The TheatreguideLondon Review
Royal Court Theatre Summer 2014; Duke of York's Theatre Spring 2015
In her new play, premiered in Los Angeles last year, Jennifer Haley posits a dystopian near future in which online role-playing games have advanced to near-Matrix immersion and there are realms to fulfil any fantasy, even the most depraved or criminal.
The operator and a client of a site for paedophiles are being interrogated by a detective, and argue that by acting out their impulses in a fantasy setting they are freed from any impulse to do it in the real world. Even as she partially accepts that argument, the cop insists that the role playing is damaging to the mind and soul, and must be shut down.
And as the scene shifts to the virtual world the avatars, both perpetrator and victim, do become uneasy in their roles as they discover that there is no such thing, even in fantasy, as action without consequence.

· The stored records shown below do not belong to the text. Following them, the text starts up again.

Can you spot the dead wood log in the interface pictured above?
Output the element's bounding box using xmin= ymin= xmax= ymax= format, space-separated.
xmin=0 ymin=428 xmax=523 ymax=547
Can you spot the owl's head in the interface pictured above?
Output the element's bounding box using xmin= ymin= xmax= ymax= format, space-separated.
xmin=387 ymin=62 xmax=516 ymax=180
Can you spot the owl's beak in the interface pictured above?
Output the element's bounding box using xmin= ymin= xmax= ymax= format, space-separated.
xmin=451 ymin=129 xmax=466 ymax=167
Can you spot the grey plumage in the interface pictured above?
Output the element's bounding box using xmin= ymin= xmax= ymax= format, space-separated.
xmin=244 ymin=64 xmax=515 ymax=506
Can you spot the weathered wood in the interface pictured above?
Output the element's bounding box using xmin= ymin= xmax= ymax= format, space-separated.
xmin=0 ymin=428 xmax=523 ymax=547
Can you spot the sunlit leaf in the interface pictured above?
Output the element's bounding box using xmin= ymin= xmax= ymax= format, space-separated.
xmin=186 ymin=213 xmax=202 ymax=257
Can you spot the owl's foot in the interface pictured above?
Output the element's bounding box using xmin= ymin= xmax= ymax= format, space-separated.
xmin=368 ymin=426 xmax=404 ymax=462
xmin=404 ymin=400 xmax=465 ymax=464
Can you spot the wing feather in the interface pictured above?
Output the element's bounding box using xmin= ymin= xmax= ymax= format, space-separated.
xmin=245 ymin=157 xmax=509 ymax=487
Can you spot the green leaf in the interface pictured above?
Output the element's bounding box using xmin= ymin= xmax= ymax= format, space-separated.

There are a couple of surprises, as it is revealed who in the real world corresponds with which role in the fantasy, and though you are likely to guess them long in advance, that won't spoil anything. Indeed, it enriches the performances of the actors as we realise that each is playing aspects of the corresponding character as well as their own.
This co-production between the Royal Court and the tech-savvy Headlong is ultimately more thought-provoking than emotionally involving, but it does hold you through the 90-minute play and is likely to leave you with questions about things you came in thinking were unquestionable – not about the immorality of paedophilia, which is not challenged, but about the value and healthiness of fantasies of any sort.
An impressive set by Es Devlin and even more impressive computer graphics by Luke Halls carry us seamlessly and convincingly between the two worlds of the play.
Sensitively directed by Jeremy Herrin, the evening is carried by strong performances by David Beames, Amanda Hale, Ivanno Jeremiah and Stanley Townsend, and a truly remarkable one by young Zoe Brough.